A tool for GUI automation using a variety of computer vision and desktop control backends.


This is a complete guide on the concepts and usage of the Guibot python package and its interfaces. For a brief overview listing all backends and resources, see the project’s README on Github. The resource links there are useful for information on installation, issue reporting, and advanced usage.

Main concepts

In order to do GUI automation you usually need to solve two problems: first, you need to have a way to control and interact with the interface and platform you are automating and second, you need to be able to locate the objects you are interested in on the screen. Guibot helps you do both.

To interact with GUIs, Guibot provides the controller module which contains a common interface for different display backends, with methods to move the mouse, take screenshots, type characters and so on. The backend to use will depend on how your platform is accessible, with some backends running directly as native binaries or python scripts on Windows, macOS, and Linux while others connecting through remote VNC displays.

To locate an element on the screen, you will need an image representing the screen, a target representing the element (an image or a text in the simplest cases) and a finder configured for the target. The finder looks for the target within the screenshot image and returns the coordinates to the region where that target appears. Finders, just like display controllers, are wrappers around different backends supported by Guibot that could vary from a simplest 1:1 pixel matching by controller backends, to template or feature matching mix by OpenCV, to OCR and ML solutions by Tesseract and AI frameworks.

Finally, to bridge the gap between controlling the GUI and finding target elements, the region module is provided. It represents a subregion of a screen and contains methods to locate targets in this region using a choice of finder and interact with the graphical interface using a choice of controller.

Main interfaces

There are three entry point interfaces that you can use to automate any GUI operations:

The recommended option for all standard use cases is the first one while the second is a simpler procedural form of it. The third interface can be used in more special circumstances where you are automating GUI operations on a remote machine and want to use less data intensive connection through PyRO serialization.

All three interfaces offer the same portfolio of functions: the functional capabilities of a region instance with a few added ones for file resolution. The function names must be self-explanatory so let’s provide some examples:

from guibot.guibot import GuiBot

# initialize a starting region with default display controller and finder
guibot = GuiBot()
# add path to local ./images folder where we can find files needed for the target

# this will look for ok_button.png within the added images folder, then look for
# it on the screen and return true if it was found or false otherwise
if guibot.exists('ok_button'):
    # find the button again and click on it'ok_button')
    # type a text with our disappointment from the outcome
    guibot.type_text('Ok button does not exist')

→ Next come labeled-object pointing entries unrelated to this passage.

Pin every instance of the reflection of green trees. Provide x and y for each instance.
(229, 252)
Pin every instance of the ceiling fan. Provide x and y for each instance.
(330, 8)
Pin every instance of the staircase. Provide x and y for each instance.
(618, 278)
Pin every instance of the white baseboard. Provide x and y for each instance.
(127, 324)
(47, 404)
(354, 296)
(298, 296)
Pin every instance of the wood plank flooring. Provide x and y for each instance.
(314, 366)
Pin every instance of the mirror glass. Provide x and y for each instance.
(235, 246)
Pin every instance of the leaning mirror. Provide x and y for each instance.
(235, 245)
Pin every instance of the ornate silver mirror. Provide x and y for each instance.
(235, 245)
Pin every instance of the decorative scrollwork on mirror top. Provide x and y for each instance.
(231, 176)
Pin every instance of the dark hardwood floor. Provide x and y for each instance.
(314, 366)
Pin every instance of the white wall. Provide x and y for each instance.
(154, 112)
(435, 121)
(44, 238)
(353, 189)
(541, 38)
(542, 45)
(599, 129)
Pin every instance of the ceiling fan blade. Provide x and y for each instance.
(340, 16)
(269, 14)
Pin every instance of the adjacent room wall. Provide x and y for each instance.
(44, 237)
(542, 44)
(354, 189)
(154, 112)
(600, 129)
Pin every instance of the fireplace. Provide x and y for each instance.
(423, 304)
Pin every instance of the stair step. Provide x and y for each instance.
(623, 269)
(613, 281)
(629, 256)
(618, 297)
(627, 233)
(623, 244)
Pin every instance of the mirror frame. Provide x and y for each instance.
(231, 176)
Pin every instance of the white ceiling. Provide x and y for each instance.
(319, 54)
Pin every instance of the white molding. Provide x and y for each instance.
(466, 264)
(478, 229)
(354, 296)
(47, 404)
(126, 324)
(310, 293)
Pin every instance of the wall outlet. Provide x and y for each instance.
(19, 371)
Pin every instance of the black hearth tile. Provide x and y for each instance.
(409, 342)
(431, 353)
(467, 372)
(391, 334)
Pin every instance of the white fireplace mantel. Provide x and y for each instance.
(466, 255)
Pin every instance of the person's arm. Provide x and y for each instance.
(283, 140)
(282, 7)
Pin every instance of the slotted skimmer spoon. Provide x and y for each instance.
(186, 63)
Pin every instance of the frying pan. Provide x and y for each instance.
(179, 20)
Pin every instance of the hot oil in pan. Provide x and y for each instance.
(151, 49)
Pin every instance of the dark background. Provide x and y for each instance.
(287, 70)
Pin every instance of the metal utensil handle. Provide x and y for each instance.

This example code performs the simple actions of looking for a button using default computer vision (CV) and display controller (DC) backends (listed and managed in the config module) and clicking on it if it was found or typing that it could not be found.

from guibot.guibot import GuiBot

guibot = GuiBot()

# select account type on the screen as the second item from a drop down list
# shifted 10 pixels below a text label that we provide an image of
guibot.select_at("account-type", 2, 0, 10)
# passively locate a big side panel region with 20s patience from animations
menu_panel = guibot.find("account-options", timeout=20)
# within the panel region click an option to show account credentials and
# stay idle for an extra second until the credentials show up"account-options-credentials").idle(1)
# fill in the username "dumbledore" at a text box 100 pixels to the right of
# a text label, pressing escape to avoid filled text suggestions
guibot.fill_at("account-username", "dumbledore", 100, 0, esc_flag=True)
# wait for a confirmation dialog to appear (more time tolerant)
# pick the region to the topleft of the account login status
topright_menu = guibot.find("account-login-status", timeout=20).left().above()
# click on an exit button within the topleft region"account-logout")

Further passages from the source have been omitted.